When asked, Keller said the guarantee of payment made a difference. “I think unpaid internships are very much a thing of the past,” she adds. “It’s kind of frowned upon in most conversations I’m in.”
Keller hopes the internship will hone her research skills and enhance her goal of understanding where “arts and community intersect”. One of her Met projects, she says, is conducting research on creating an interactive art space for young people in the Nolen Library in the museum’s Ruth and Harold D. Uris Center for Education.
Noah Caspar, 21, an art student senior at the University of Michigan who is working from home in Chappaqua, New York, has dived into educational workshops for the museum, which are all currently being conducted online because of Covid-19 restrictions. The intern describes an upbringing in which art was a continual inspiration, from the Met’s “Learning to Look” programme, which they experienced as a child, to their grandmother’s influence as a museum docent at the Solomon R. Guggenheim Museum and the Jewish Museum. Caspar also tutored throughout high school, which bolstered an interest in motivating others.
As part of the internship, Caspar has already taken part in a Met Teen Studio session in which middle and high school students had the opportunity to weave and draw and a Saturday Sketching exercise on Instagram Live in which students shared their renderings of a zodiac figure. (Among Caspar’s artistic talents are sculpture, fiber art and installation art.)
“I would really love to be a fine artist and work in a museum space” someday, Caspar says, “because museums are not for profit and it’s very different from the gallery model.”
Miguel Alonso Moya, 22, a Columbia University senior from El Paso, Texas, who is working remotely from Manhattan’s Upper West Side, says his internship gives him an exceptional opportunity to connect with a vast range of staff members in different Met departments as well as interns with backgrounds in art history and anthropology.
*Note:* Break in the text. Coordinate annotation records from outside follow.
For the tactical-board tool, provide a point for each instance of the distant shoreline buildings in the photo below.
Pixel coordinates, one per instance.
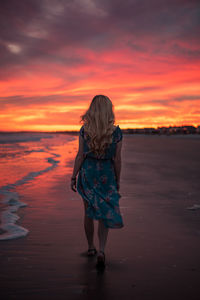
(185, 129)
(165, 130)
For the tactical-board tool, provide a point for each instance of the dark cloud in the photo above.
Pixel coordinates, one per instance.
(41, 28)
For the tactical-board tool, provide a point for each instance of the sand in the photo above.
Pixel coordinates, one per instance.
(154, 256)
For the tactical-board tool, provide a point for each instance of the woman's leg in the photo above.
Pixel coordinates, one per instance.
(89, 227)
(102, 234)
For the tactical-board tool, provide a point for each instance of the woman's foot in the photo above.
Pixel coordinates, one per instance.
(91, 251)
(101, 260)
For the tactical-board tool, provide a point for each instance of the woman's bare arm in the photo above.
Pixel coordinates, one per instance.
(117, 161)
(79, 158)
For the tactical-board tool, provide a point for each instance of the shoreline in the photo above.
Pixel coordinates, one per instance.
(154, 256)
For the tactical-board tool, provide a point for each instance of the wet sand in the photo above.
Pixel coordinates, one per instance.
(156, 254)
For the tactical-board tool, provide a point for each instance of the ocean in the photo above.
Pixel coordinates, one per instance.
(24, 157)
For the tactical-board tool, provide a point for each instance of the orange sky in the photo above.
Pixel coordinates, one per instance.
(57, 56)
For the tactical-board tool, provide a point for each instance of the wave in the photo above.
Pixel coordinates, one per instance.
(9, 228)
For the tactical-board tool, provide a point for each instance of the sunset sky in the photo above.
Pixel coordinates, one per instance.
(55, 56)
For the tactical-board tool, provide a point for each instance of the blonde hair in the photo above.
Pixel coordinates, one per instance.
(98, 123)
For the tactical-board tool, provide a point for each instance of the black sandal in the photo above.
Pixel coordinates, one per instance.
(91, 251)
(101, 260)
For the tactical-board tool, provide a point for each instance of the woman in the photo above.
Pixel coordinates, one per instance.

His charge at the Met, he says, is to work with the museum’s high school interns and help them develop professionally. Following the internship, he plans to work for the classroom initiative Teach for America in Miami for two years and then apply to graduate school.
In the longer term, he wants to be involved with the arts, either through policy in the public sector or finance in the private sector.
While he doesn’t plan a full-time museum career, Moya says, “I wanted to be in a space where I could derive meaning from art”—while gleaning insights about how to incorporate that in the classroom while working for Teach for America.
As for the Met salary, he says, “my main goal for the spring was getting a paid job. I’m a low-income student and find it necessary to have a source of income.”
The Met says applications for its paid summer internships are meanwhile up 60% from last year. They will include full-time and part-time positions and include a travel stipend for those granted full-time positions.
Arsht’s $5m gift, which also funds the museum’s MetLiveArts series of performance commissions, is expected to underwrite internships for five years, the museum says.
The philanthropist, who is known for her contributions to the arts in Miami and Washington, DC as well as New York, says the surge in Met applications attests to the reality that salaried internships “are an important step in advancing one’s career”. Arsht said in a statement that: “paid internships create a more level playing field, allowing more opportunities and enabling greater inclusivity for all”.